Н-да, этот крупный план придется вырезать. Барон слишком симпатичен: никакой он не похотливый деспот, взгляд его неглуп и грустен. Мадис даже сочувствует этому человеку. Ведь очень понятно: какой старый конь от овса откажется? Дома тебя дожидается твоя здоровенная кариатида, дети и заботы, требования из Петербурга и жалобы крестьян, а здесь смеется молодая светловолосая женщина, смеется обещающе и лукаво… А много ли ты, мышиный жеребчик, захиревший Казанова, сможешь еще вкусить таких женщин в своей жизни? А вдруг эта, тут последняя? Сочные корма, сочувственно усмехается Мадис. Неважно с тобой обходятся, господин барон.
Если ты нас не насмешишь, если мы не испытаем никакого злорадства, то фарс потеряет всякий смысл. Злорадство — это и есть та самая сласть, которая должна побудить будущего зрителя с жадным интересом смотреть на экран и ехидно хихикать. Не будет этого, не будет и ничего другого. Неужели Кыргессаар выбран неправильно?

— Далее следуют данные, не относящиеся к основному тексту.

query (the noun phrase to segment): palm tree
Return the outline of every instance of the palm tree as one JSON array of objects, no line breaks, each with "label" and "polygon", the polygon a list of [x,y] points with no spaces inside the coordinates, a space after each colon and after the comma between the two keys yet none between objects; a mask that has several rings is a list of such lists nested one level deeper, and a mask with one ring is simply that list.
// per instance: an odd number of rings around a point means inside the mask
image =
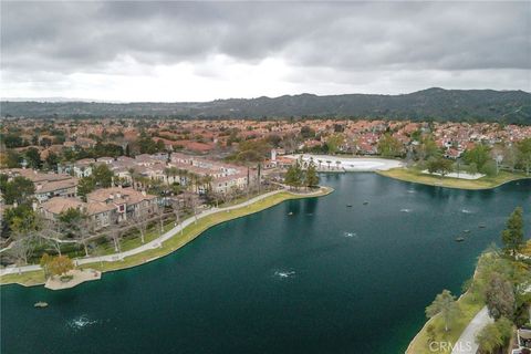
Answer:
[{"label": "palm tree", "polygon": [[206,185],[205,190],[210,190],[212,188],[211,186],[212,180],[214,180],[214,177],[210,175],[206,175],[205,177],[202,177],[202,184]]},{"label": "palm tree", "polygon": [[459,304],[449,290],[442,290],[442,292],[435,298],[434,302],[426,308],[426,316],[430,319],[439,313],[445,321],[445,331],[448,332],[450,322],[460,314]]},{"label": "palm tree", "polygon": [[133,187],[133,189],[136,189],[135,188],[135,169],[132,167],[132,168],[128,168],[127,171],[129,173],[129,176],[131,176],[131,185]]},{"label": "palm tree", "polygon": [[166,184],[167,184],[168,186],[169,186],[169,175],[171,174],[170,169],[171,169],[170,167],[166,167],[166,168],[164,169],[164,176],[166,177]]}]

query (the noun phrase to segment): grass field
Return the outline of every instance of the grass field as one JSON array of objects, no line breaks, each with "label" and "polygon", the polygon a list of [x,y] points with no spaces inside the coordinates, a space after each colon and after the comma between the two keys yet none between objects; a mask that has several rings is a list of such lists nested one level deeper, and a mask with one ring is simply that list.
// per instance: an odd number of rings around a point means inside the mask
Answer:
[{"label": "grass field", "polygon": [[[476,296],[476,298],[475,298]],[[449,353],[450,351],[439,350],[433,351],[429,347],[427,326],[434,325],[435,333],[437,333],[436,341],[456,343],[462,331],[467,327],[473,316],[485,306],[485,302],[479,299],[477,294],[467,292],[459,300],[459,308],[461,315],[459,320],[452,323],[448,332],[445,331],[445,322],[441,316],[436,315],[426,322],[425,326],[418,332],[417,336],[412,341],[406,354],[434,354],[434,353]]]},{"label": "grass field", "polygon": [[[289,191],[279,192],[270,197],[267,197],[262,200],[259,200],[250,206],[246,206],[246,207],[241,207],[241,208],[228,210],[228,211],[220,211],[220,212],[212,214],[208,217],[201,218],[197,221],[197,223],[192,223],[186,227],[183,231],[183,235],[178,233],[173,238],[168,239],[167,241],[165,241],[160,248],[150,249],[138,254],[126,257],[121,261],[95,262],[90,264],[83,264],[83,268],[92,268],[92,269],[101,270],[103,272],[107,272],[107,271],[115,271],[115,270],[140,266],[176,251],[177,249],[181,248],[183,246],[185,246],[186,243],[190,242],[196,237],[201,235],[205,230],[218,223],[241,218],[247,215],[264,210],[284,200],[320,197],[320,196],[325,196],[331,191],[332,191],[331,188],[322,188],[320,192],[315,195],[294,194]],[[22,274],[2,275],[0,278],[0,284],[9,284],[9,283],[18,283],[25,287],[43,284],[44,274],[42,271],[35,271],[35,272],[28,272]]]},{"label": "grass field", "polygon": [[460,179],[451,177],[431,176],[420,173],[415,168],[392,168],[389,170],[377,171],[377,174],[399,180],[412,181],[429,186],[440,186],[458,189],[490,189],[501,186],[511,180],[531,178],[521,173],[500,171],[496,177],[481,177],[479,179]]}]

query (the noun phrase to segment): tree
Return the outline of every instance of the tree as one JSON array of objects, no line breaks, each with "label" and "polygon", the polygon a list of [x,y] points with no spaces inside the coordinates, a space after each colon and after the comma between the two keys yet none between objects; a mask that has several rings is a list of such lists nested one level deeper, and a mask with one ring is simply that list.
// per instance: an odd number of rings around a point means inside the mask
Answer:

Мадис снова перематывает ленту. Смотрит еще и еще раз. Нет, Кыргессаар ведет свою роль хорошо. Прекрасный артист этот мерзкий Кыргессаар, которого Мадис в жизни терпеть не может. В его номере, двухкомнатном (таких в гостинице всего четыре, а Мадис свой однокомнатный делит с монтажным столом), перед зеркалом не более не менее как двенадцать флакончиков с благовониями. Дезодорант для полости рта, дезодорант для ног, какая-то жидкость, которую надлежит втирать в виски. Двенадцать флаконов во имя никому не нужного благоухания. И все-таки Хьяльмар хороший артист. Но если хорошее исполнение хорошего артиста не годится для фильма Мадиса, то что же это означает? Даже отвечать не хочется.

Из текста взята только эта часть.